Hello All,
I just came in this old thread by following a link...
I use the folowing ruby script (conv.rb) to convert Gutenberg txt files to simple html:
Code:
#!/usr/bin/ruby
txt = IO.read(ARGV[0])
txt.gsub!(/\r/,'')
parts = txt.split(/\n\n\n\n/)
parts.shift
parts.pop
$stderr.print "%s: bytes=%d, parts=%d\n" % [ARGV[0], txt.size, parts.size]

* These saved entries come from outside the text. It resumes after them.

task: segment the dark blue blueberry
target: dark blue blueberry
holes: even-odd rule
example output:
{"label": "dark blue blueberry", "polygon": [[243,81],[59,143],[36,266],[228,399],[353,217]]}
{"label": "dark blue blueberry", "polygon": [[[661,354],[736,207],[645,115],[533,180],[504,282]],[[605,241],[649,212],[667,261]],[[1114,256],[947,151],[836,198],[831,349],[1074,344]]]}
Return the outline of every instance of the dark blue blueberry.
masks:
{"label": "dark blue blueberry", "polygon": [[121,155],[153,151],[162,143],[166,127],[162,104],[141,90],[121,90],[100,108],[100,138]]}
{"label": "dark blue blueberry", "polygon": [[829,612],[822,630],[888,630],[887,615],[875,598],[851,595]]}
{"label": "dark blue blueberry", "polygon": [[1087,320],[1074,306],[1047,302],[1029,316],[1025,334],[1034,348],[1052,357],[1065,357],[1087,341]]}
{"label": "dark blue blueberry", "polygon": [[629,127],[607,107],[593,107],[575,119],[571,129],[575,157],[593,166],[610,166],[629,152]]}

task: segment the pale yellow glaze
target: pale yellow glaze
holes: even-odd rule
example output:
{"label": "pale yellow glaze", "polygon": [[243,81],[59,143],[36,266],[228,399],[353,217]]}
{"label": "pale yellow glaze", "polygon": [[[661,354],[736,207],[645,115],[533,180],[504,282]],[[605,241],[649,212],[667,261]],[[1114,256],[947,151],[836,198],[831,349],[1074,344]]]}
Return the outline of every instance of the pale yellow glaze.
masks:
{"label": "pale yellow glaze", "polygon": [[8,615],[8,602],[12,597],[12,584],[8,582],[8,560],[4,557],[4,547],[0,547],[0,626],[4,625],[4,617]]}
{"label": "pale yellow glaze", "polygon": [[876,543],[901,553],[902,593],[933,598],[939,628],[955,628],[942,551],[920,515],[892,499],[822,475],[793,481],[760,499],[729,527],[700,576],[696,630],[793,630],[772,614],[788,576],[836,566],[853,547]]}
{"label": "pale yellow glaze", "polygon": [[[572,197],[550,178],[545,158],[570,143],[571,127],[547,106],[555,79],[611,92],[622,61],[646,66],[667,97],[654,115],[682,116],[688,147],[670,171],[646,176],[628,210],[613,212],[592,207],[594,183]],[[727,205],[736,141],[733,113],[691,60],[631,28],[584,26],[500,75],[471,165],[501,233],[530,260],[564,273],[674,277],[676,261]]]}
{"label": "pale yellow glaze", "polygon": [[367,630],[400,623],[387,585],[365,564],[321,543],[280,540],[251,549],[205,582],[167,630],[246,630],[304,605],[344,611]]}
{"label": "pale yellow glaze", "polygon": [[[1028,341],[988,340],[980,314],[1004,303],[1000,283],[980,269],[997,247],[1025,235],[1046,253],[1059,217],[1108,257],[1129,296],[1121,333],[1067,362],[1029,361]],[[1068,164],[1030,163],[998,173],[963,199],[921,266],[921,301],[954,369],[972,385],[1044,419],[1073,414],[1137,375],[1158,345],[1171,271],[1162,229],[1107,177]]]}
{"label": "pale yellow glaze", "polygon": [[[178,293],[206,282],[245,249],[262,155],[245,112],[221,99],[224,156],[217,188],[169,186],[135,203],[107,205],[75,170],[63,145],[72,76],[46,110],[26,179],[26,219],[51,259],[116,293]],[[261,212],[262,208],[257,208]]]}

print "<html>\n<head><title>#{ARGV[0]}</title></head>\n<body>\n"
parts.each do |part|
pars = part.split(/\n\n+/)
head = pars.shift
print "<h1>#{head}</h1>\n"
pars.each do |par|
par.gsub!(/\[\d+\].+/, '')
par.gsub!(/_(.*?)_/m, '<i>\1</i>')
print "<p>#{par}</p>\n"
end
end
After converting you can convert it to a nice custom pdf (with toc) with html2pdf:
Code:
ruby conv.rb xxx.txt >xxx.html
htmldoc -f xxx.pdf --header "" --footer "" --top 3mm --bottom 1mm --left 1mm --right 1mm --size 12x15cm xxx.html
You might have to experiment a bit with the script for optimal results (depending on the exact text lay-out)...
Hope this helps somebody